Troppe se rapportate al numero di poco più di 20 milioni di occupati.
E un numero notevole sia a livello sociale che economico: la maternità comporta conseguenze sulla scelta ma l’inattività si prolunga oltre il periodo in cui scelgono di concentrarsi sulla famiglia, per l’assenza di supporti. E’ quanto risulta in una ricerca di Randstad Research.
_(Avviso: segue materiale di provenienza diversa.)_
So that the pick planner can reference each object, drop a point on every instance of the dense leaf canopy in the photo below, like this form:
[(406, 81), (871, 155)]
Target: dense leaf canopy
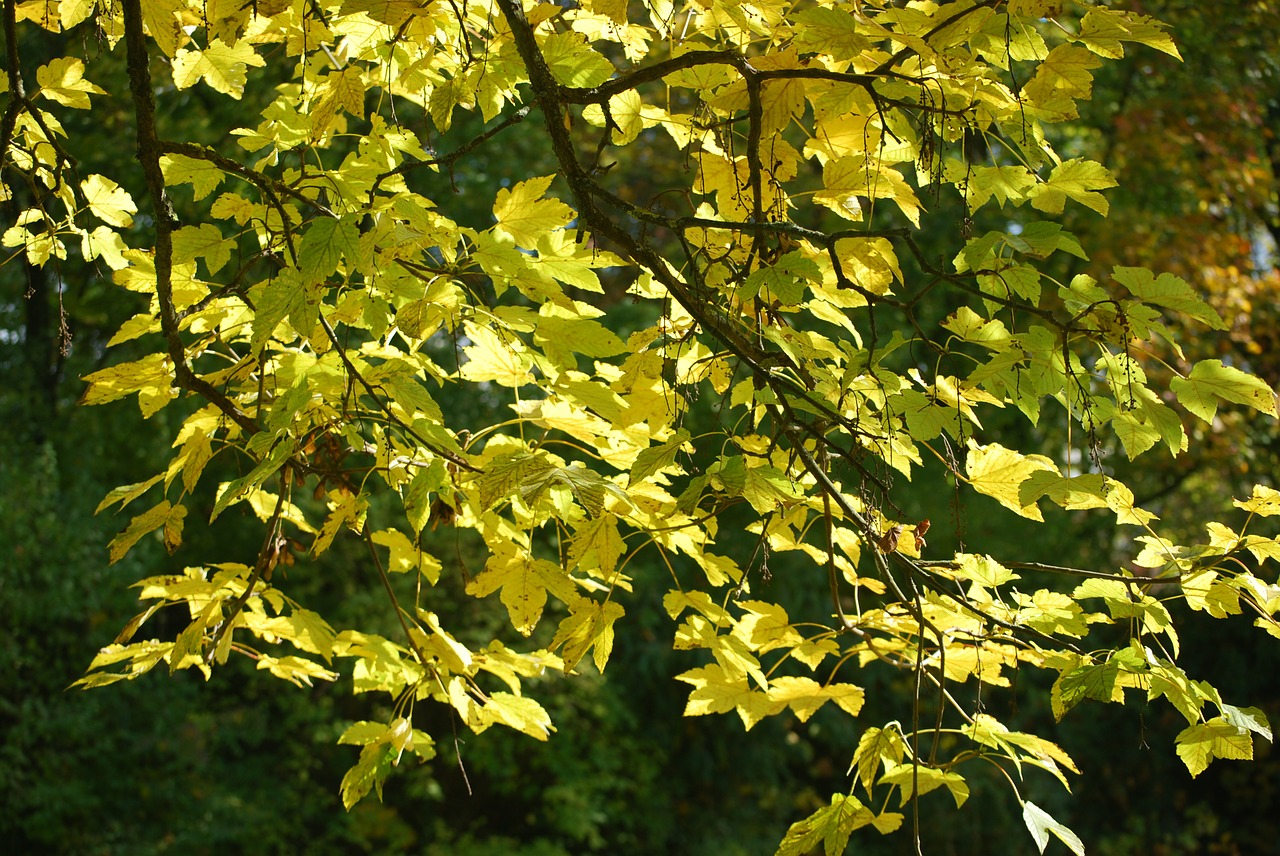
[(699, 326)]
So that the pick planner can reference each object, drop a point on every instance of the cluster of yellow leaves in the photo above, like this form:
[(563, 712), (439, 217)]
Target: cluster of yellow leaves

Si tratta nel complesso di “un fenomeno apparentemente immutabile, se si considera che a livello aggregato il tasso di attività è rimasto fermo dal 1990 ad oggi, che colpisce soprattutto il Sud e le isole, dove più di una donna su due (il 58%) è inattiva, mentre al Nord tre su dieci. Nella fascia di età 30-69 anni le donne inattive sono in stragrande maggioranza casalinghe a tempo pieno (4,5 milioni), per scelta o “obbligate”, come conseguenza di scoraggiamento per le barriere all’ingresso e al reingresso nel mercato del lavoro. E poi pensionate (2,5 milioni, tra pensioni di anzianità, sociali e di invalidità), con una prospettiva della terza età più incerta degli uomini, a causa di pensioni inferiori, raggiunte in età più giovane. Il tasso di inattività femminile è fortemente legato all’età: dal 70,6% delle donne attive tra i 35 e i 44 anni si scende al 47,4% tra i 55 e i 64 anni. Quali soluzioni? In un paese in cui la spesa pubblica in asili nido è solo lo 0,08% del Pil, tra le più basse d’Europa, l’investimento da 4,6 miliardi di euro previsto dal PNRR per aumentare di quasi 265 mila posti i servizi della prima infanzia va nella giusta direzione. Ma per completare lo sforzo, servirebbero congedi parentali meglio distribuiti e un sistema fiscale che non penalizzi il lavoro del secondo lavoratore della famiglia. L’uguaglianza di genere nella cura dei bambini può essere promossa attraverso il diritto individuale a un congedo non trasferibile, ben remunerato e di uguale durata per donne e uomini. Un altro ambito in cui investire è quello della formazione. Anche perché per le donne, il livello di istruzione sembra avere un’importanza particolarmente alta, più che per gli uomini, a discapito dell’esperienza e di altri fattori che possono contribuire all’occupabilità.